Gut answer: 20 per cent.
Correct answer: a number between 21 and 119 per cent (it’s actually about 41.3 per cent, which is hard to calculate. Since the point of the puzzle was not to do a complicated calculation, but to realise that the question is more sophisticated than at first glance, I gave a wide range as one of the four options.)
Percentage who got the right answer: 18.2 per cent (most popular answer was 20 per cent, with 63 per cent)
Comment: This is the question that Shane Frederick asked Harvard students and they all got it wrong. (As I did too when Tim Harford first showed it to me.) The error comes in misunderstanding how interest works. When you borrow money, you only pay interest on money that you owe. If I borrowed £100 and, at the end of the year, paid £120 back in one go, then the interest rate would indeed be 20 per cent. Yet the question asks a more subtle question, since the amount owed changes through the year. You are effectively borrowing £100 for a month, then £90 for a month, and then £80 for a month, and so on, until after ten months you are borrowing nothing at all. A back of the envelope calculation makes this roughly equivalent to borrowing about £50 (the average of all the monthly amounts you owe) for the year. Since you are paying back £20 more than you borrowed, the interest is gong to be about 20/50 = 40 per cent. If anyone wants to calculate the precise sum below the line, please do!

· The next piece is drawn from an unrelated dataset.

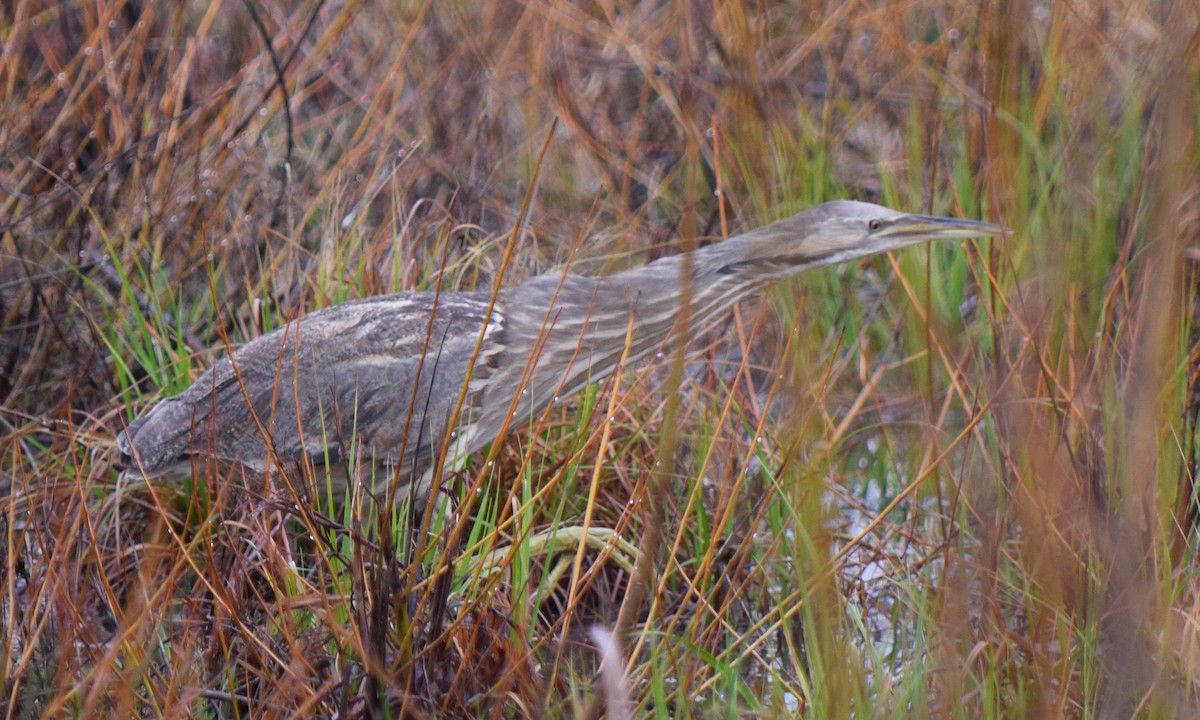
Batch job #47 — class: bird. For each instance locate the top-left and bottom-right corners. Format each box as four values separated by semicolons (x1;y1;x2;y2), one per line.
116;200;1007;499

You might complain that this question assumes a thorough grasp of how interest works. Fair comment. But the whole point of the exercise is to realise that it is important to stop and think. And when it comes to financial matters, this issue is particularly pertinent. Says Tim Harford: “Companies love expressing loans this way to disguise the true interest rate – which is why regulators have to force them to report interest payments in a consistent way.”